Here are examples of typical job search blunders that leave candidates shouting, "I can't find a job!" while not realizing the huge errors they're making.
“One gentleman submitted a resume that contained misspelled words and an orange juice stain.”
The importance of carefully proofreading your job-application materials can’t be overstated. It could be the main reason you can't find a job. Submitting a resume or cover letter with spelling or typographical errors is a sure-fire way to make a lousy impression on a prospective employer. On the other hand, by crafting well-written — and stain-free — documents, you’ll send the message that you are a polished, detail-oriented professional.
“A job seeker wrote on her application, ‘My boss was a jerk so I quit.’”
Badmouthing former employers, colleagues or clients in an application or during a job interview is always dangerous. For one, it’s a small world; your “jerky” former boss might be the hiring manager’s golf partner. In addition, being negative or critical will make you seem bitter or petty. It’s far better to show tact and diplomacy when discussing past workplace challenges.
“An applicant treated the administrative support staff badly.”
When visiting a firm for a job interview, be respectful, polite and affable to those you encounter — from the controller to the senior analyst or accounting intern. Hiring managers look for insights into your character by paying close attention to how you treat everyone, not just the higher-ups. Being rude or dismissive to a receptionist has come back to haunt many a job applicant. Remember: You never know who may weigh in on hiring decisions.
“Applicants have shown up for interviews in torn shirts, blue jeans and flip-flops.”
You never get a second chance to make a first impression, and surveys have shown that personal attire is closely linked to professional image. In short, dress your best for a job interview. Even though dress codes have become more relaxed in many workplaces, a job interview is not the appropriate venue to showcase your eclectic or laid-back sense of style.
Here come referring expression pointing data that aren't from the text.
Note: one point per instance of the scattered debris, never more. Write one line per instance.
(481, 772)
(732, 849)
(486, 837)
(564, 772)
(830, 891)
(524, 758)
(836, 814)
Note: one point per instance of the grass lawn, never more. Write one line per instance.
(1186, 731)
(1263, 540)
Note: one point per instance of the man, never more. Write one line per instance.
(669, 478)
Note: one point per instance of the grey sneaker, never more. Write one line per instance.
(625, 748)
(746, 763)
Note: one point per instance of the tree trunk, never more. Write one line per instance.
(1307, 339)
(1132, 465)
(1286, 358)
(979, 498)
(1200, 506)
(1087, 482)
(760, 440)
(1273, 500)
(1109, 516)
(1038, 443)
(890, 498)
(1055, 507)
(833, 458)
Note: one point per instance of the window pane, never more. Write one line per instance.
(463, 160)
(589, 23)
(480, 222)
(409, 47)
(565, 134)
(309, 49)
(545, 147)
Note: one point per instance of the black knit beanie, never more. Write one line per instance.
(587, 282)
Wear clean and neatly pressed business attire, don’t go overboard with distracting jewelry, and take it easy on the perfume or cologne.
“I interviewed someone who had a jawbreaker in her mouth during the entire interview.”
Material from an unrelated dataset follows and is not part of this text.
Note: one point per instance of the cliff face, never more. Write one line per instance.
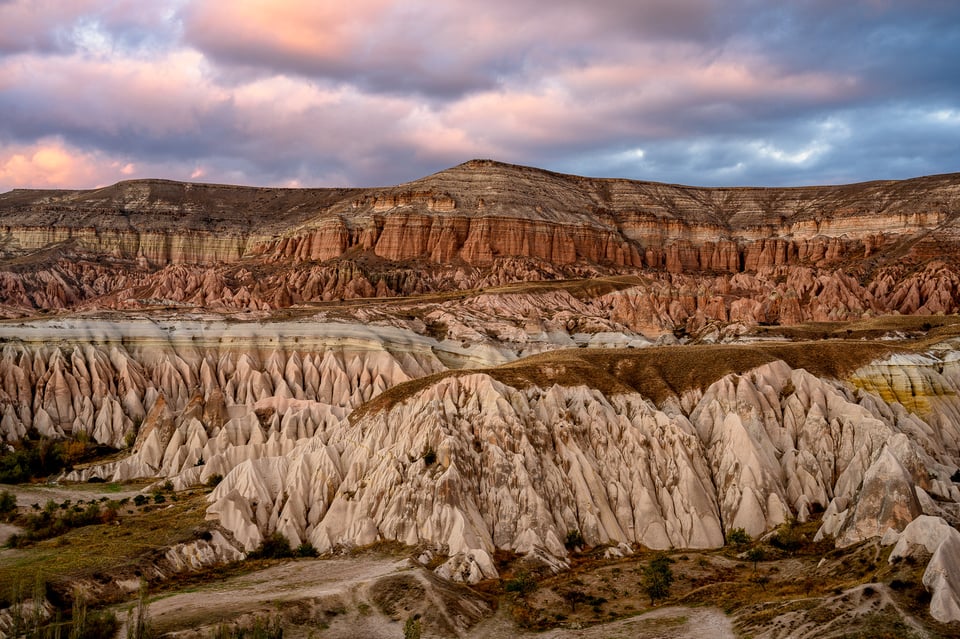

Interviewers can learn a lot about a job applicant even when words aren’t being spoken. Subtle nonverbal clues can indicate a lack of interest, uneasiness or failure to properly prepare for the meeting, so it’s crucial you pay attention to your body language. Exhibiting poor posture, crossing your arms, chewing gum or having a tense look on your face can send a negative message. Appearing restless by checking your watch on the sly or playing with your hair also are definite no-nos. While it’s understandable to be nervous, try to relax and focus on maintaining eye contact and a pleasant smile.
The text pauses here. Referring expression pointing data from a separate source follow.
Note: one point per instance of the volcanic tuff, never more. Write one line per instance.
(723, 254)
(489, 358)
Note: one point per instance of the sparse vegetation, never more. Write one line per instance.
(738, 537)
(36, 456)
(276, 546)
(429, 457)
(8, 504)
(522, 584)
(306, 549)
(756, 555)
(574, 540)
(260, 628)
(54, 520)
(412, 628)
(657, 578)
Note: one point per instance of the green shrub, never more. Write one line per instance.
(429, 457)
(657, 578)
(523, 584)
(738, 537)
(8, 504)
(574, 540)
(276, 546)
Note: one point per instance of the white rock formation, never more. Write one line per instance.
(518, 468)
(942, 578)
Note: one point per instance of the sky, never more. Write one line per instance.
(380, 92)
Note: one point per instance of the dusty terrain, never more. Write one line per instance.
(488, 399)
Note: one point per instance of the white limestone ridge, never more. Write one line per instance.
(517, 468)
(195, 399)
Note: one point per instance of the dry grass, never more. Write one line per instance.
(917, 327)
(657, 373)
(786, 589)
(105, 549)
“One woman immediately mentioned the days she would need to take off.”
When interviewing for a job, you need to clearly and succinctly define what you can do for the prospective employer — not what you can’t. Nor should you tell them what they should do for you. For example, do not go into an initial interview and make demands about salary, perks or vacation time. Once a job offer is extended, you can discuss money, benefits and time off.
“When asked what he had been doing while unemployed, the applicant said, ‘Staying home and watching TV.’”
How you spend your time when you’re out of a job still speaks to your work ethic. In addition to applying for jobs, you should continue to build your accounting and finance skills. For instance, take a computer course at the local college, volunteer with a nonprofit organization to hone a particular ability or get more involved with an industry association. Show prospective employers you’re working hard to expand your skill set and remain at the forefront of the accounting and finance industry.
Knowing how to deftly navigate the employment application and interview process is key, but don’t forget it doesn’t end once you’ve met with a firm. Survey respondents noted that “failing to follow up” after an employment interview or “constantly calling to see if they got the job” also were major mistakes. Continue to display your job-search savvy by sending a handwritten note to the hiring manager thanking him or her for the time and reasserting your interest in the job.